War lacks firepower

Competent action flick fails to overwhelm

Transitions never pass easily. Right now we’re all clinging in vain to these last few days of summer, doing our best to ignore the fading colours and cool breezes that carry harsh premonitions of an encroaching winter. It’s an appropriate reflection of these apprehensions that the studio system, exhausted from three months of summer blockbusters, chooses this interlay to sweep out the bottom of its summer-fun barrel. The latest in the barrage of sub-par contrivances is the Jet Li action vehicle War.
            Olympic diver, model, street hustler and action star Jason Statham (The Transporter
) is Crawford, a hard-boiled, toothpick-chomping FBI agent with a permanent five o’clock shadow and an axe to grind. The axe comes in the form of a notoriously elusive assassin known only as the Rogue (Jet Li). Not only does the Rogue appear to be instigating a bloody gang war by playing San Francisco’s two rival crime lords against each other, he’s also the main suspect in the callous slaying of Crawford’s partner and family three years prior, all of which has left Crawford out for justice — Seagal-style.
            War
has all the trappings of an amiably forgettable summer hit. Statham and Li have already proven their abilities as action stars, and the action sequences are expertly co-ordinated by Corey Yuen (X-Men). There are adequate buddy cop and revenge plotlines that are comfortably grounded in convention. It even boasts a mildly clever third-act twist, but it still misses the mark. First-time director Phillip Atwell’s half-hearted treatment of the material sets War behind successful summer siblings like Live Free or Die Hard, while securing its abandonment amid the end-of-summer releases.
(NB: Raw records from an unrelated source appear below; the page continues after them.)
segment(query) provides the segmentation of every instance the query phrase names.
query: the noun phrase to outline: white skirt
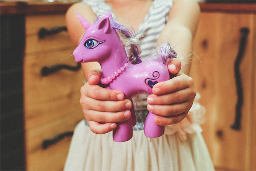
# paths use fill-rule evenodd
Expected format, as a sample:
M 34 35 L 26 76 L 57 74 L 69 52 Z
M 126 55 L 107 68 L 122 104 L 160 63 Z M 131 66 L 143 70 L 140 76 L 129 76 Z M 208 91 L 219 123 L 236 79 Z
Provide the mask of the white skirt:
M 199 126 L 204 109 L 196 98 L 186 118 L 166 127 L 163 136 L 149 138 L 143 130 L 134 130 L 132 139 L 123 142 L 114 141 L 112 132 L 93 133 L 82 121 L 75 129 L 64 169 L 213 170 Z

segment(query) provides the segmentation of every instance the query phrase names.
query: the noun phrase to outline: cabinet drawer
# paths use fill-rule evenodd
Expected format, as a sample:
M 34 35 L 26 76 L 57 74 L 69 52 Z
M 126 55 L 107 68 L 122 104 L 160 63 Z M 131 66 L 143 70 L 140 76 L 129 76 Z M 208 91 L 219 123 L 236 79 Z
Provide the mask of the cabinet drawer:
M 76 124 L 84 118 L 80 110 L 76 110 L 26 131 L 27 170 L 63 170 L 71 137 L 64 138 L 45 149 L 44 140 L 60 134 L 73 131 Z
M 65 27 L 65 15 L 29 16 L 26 18 L 26 45 L 25 53 L 52 51 L 60 48 L 73 48 L 74 44 L 67 32 L 62 31 L 40 38 L 38 33 L 42 28 L 47 30 Z
M 84 84 L 82 72 L 61 70 L 47 76 L 41 73 L 45 66 L 57 64 L 76 66 L 73 57 L 61 61 L 72 51 L 25 57 L 24 90 L 26 129 L 80 108 L 80 89 Z

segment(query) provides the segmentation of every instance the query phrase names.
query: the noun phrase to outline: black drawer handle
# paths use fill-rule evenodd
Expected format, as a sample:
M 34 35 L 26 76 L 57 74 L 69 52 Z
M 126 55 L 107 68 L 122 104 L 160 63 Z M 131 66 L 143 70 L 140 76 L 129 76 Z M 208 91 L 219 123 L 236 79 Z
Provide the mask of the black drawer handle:
M 72 136 L 74 132 L 66 132 L 57 135 L 52 139 L 45 140 L 43 141 L 42 147 L 44 149 L 46 149 L 49 145 L 54 144 L 66 137 Z
M 50 30 L 47 30 L 45 28 L 41 28 L 38 33 L 38 35 L 40 39 L 44 38 L 45 36 L 57 34 L 61 31 L 68 31 L 66 26 L 58 27 Z
M 242 106 L 243 103 L 243 95 L 242 85 L 241 81 L 241 76 L 240 74 L 240 66 L 245 49 L 245 46 L 247 41 L 247 35 L 249 33 L 248 28 L 242 28 L 240 29 L 241 35 L 240 37 L 239 50 L 234 65 L 235 78 L 237 94 L 237 100 L 236 107 L 236 118 L 231 128 L 234 130 L 241 129 L 241 117 L 242 116 Z
M 49 74 L 57 72 L 62 69 L 66 69 L 73 71 L 78 71 L 81 68 L 81 64 L 78 63 L 76 66 L 73 66 L 65 64 L 56 65 L 50 67 L 44 66 L 41 69 L 41 75 L 47 76 Z

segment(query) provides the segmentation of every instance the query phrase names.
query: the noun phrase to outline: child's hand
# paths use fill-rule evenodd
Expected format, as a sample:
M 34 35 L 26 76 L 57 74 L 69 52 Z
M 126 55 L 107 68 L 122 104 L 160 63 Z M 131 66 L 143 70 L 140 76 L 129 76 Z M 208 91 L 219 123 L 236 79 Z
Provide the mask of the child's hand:
M 196 94 L 193 79 L 180 71 L 180 61 L 172 58 L 168 64 L 169 72 L 174 77 L 154 86 L 154 94 L 147 99 L 148 110 L 159 115 L 155 118 L 154 122 L 161 126 L 176 123 L 183 120 L 192 106 Z
M 92 71 L 88 82 L 81 88 L 80 104 L 91 131 L 99 134 L 110 132 L 117 126 L 115 122 L 129 119 L 131 102 L 124 99 L 121 91 L 107 89 L 97 85 L 102 73 Z

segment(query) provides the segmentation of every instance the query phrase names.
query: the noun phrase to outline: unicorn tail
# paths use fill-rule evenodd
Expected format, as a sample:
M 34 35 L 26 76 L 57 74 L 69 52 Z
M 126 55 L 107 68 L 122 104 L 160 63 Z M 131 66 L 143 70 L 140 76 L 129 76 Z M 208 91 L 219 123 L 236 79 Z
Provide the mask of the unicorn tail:
M 146 58 L 146 60 L 156 60 L 162 61 L 166 64 L 173 58 L 177 57 L 177 54 L 169 43 L 165 43 L 157 48 L 157 52 Z

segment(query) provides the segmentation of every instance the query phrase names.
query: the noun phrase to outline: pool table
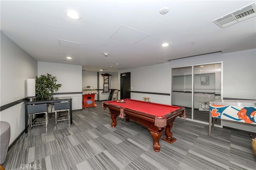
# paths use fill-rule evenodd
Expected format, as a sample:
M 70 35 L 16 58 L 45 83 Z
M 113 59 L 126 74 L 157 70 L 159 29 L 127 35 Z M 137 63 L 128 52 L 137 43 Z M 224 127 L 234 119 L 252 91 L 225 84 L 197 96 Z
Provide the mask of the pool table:
M 170 143 L 176 139 L 172 137 L 170 131 L 172 123 L 175 118 L 182 116 L 186 117 L 185 108 L 144 102 L 130 99 L 123 100 L 124 102 L 119 102 L 120 100 L 102 102 L 102 109 L 108 108 L 109 114 L 112 120 L 111 126 L 116 125 L 116 117 L 123 118 L 128 122 L 130 119 L 148 128 L 153 137 L 153 146 L 156 152 L 160 151 L 159 139 L 165 129 L 166 137 L 162 139 Z

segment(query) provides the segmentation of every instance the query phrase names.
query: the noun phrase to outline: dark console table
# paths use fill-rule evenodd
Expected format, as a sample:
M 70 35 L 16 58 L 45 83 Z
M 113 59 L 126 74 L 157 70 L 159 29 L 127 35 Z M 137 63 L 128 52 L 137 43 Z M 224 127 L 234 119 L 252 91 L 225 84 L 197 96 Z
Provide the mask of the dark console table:
M 25 103 L 25 133 L 28 133 L 28 105 L 33 104 L 44 104 L 61 102 L 69 102 L 70 105 L 70 124 L 72 124 L 72 98 L 71 97 L 58 97 L 50 98 L 36 98 L 33 101 L 26 101 Z

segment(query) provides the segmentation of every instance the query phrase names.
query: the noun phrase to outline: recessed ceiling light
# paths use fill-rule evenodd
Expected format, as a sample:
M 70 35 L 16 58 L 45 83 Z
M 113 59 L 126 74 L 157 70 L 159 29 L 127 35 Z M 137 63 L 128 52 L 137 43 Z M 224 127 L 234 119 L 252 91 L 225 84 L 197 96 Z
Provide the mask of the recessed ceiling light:
M 164 43 L 162 45 L 162 47 L 167 47 L 168 45 L 169 45 L 169 44 L 168 43 Z
M 169 9 L 168 9 L 167 7 L 164 7 L 160 9 L 159 12 L 160 12 L 160 14 L 165 14 L 168 12 L 168 11 L 169 11 Z
M 72 11 L 71 10 L 67 10 L 65 12 L 65 14 L 68 17 L 72 19 L 73 20 L 80 20 L 81 19 L 81 16 L 77 12 L 74 11 Z

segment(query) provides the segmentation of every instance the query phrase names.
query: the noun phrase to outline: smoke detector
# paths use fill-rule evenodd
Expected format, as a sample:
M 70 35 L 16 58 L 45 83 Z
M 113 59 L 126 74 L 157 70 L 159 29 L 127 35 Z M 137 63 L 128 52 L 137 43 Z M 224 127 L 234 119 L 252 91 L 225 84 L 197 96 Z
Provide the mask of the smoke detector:
M 108 56 L 108 55 L 109 54 L 108 53 L 103 53 L 103 54 L 104 54 L 104 55 L 105 56 L 105 57 Z
M 255 3 L 253 3 L 242 8 L 225 15 L 212 21 L 221 28 L 256 16 Z

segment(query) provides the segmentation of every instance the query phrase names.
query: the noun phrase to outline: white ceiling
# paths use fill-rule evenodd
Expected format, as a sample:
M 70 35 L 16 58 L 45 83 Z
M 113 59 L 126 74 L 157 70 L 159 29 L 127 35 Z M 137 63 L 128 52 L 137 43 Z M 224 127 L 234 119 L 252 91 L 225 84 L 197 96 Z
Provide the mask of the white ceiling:
M 1 0 L 0 28 L 38 61 L 115 72 L 196 55 L 256 48 L 256 17 L 223 29 L 212 21 L 254 2 Z M 168 12 L 160 14 L 165 7 Z M 68 10 L 78 12 L 81 20 L 68 18 L 64 14 Z M 166 42 L 169 46 L 161 47 Z M 73 47 L 66 47 L 69 44 Z

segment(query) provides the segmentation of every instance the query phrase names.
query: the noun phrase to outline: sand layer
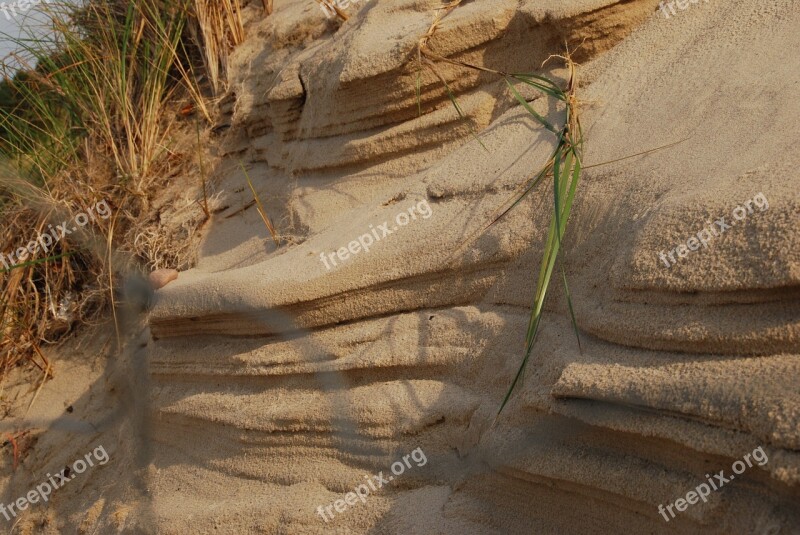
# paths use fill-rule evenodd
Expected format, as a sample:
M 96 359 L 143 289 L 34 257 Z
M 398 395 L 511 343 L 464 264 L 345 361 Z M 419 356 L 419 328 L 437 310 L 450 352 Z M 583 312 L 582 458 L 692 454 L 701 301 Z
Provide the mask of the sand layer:
M 469 122 L 428 71 L 418 108 L 436 1 L 362 2 L 341 25 L 275 4 L 233 57 L 215 147 L 230 207 L 149 317 L 146 505 L 98 532 L 800 533 L 800 4 L 666 18 L 654 0 L 475 0 L 443 19 L 431 47 L 450 58 L 534 71 L 566 42 L 581 63 L 589 167 L 563 251 L 581 347 L 554 278 L 497 419 L 551 186 L 481 231 L 552 134 L 501 81 L 452 65 Z M 239 161 L 279 248 L 242 211 Z M 664 521 L 660 504 L 759 447 L 768 462 Z M 425 463 L 318 514 L 417 448 Z

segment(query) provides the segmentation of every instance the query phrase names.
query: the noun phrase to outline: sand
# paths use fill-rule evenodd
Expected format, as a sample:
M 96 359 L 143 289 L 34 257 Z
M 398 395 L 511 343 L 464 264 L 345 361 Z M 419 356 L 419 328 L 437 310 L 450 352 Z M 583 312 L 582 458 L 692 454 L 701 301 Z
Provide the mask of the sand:
M 108 504 L 92 513 L 65 495 L 54 522 L 800 533 L 800 5 L 710 0 L 667 19 L 655 1 L 493 0 L 443 20 L 432 47 L 493 69 L 532 71 L 582 43 L 593 167 L 563 252 L 581 348 L 554 279 L 497 418 L 522 358 L 550 187 L 481 231 L 554 140 L 502 83 L 453 66 L 440 68 L 486 148 L 430 73 L 417 116 L 414 47 L 436 5 L 372 0 L 338 27 L 313 2 L 276 2 L 249 26 L 232 57 L 232 126 L 213 147 L 229 208 L 120 357 L 131 416 L 107 432 L 116 464 L 87 479 L 116 474 Z M 556 60 L 542 72 L 564 75 Z M 280 247 L 254 207 L 242 211 L 239 161 Z M 734 221 L 759 194 L 768 208 Z M 430 217 L 398 224 L 420 203 Z M 720 217 L 734 224 L 707 247 L 659 259 Z M 326 268 L 321 254 L 384 222 L 390 235 Z M 758 447 L 767 463 L 669 522 L 659 514 Z M 416 448 L 423 466 L 329 522 L 318 514 Z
            Despite the script’s use of superfluous dialogue and redundant storytelling which offensively undermines audience intellect, the former music video director appears content to leave his cast and crew to blindly follow its contrived devices. Atwell selfishly treats the pic as a grand exercise in honing his visual flair, but even in this department he fails to deliver. Though adequate, the action sequences never overwhelm.
            While not an egregious failure (genre enthusiasts may grant it some redemption), War
will, nonetheless, leave you looking forward to fall.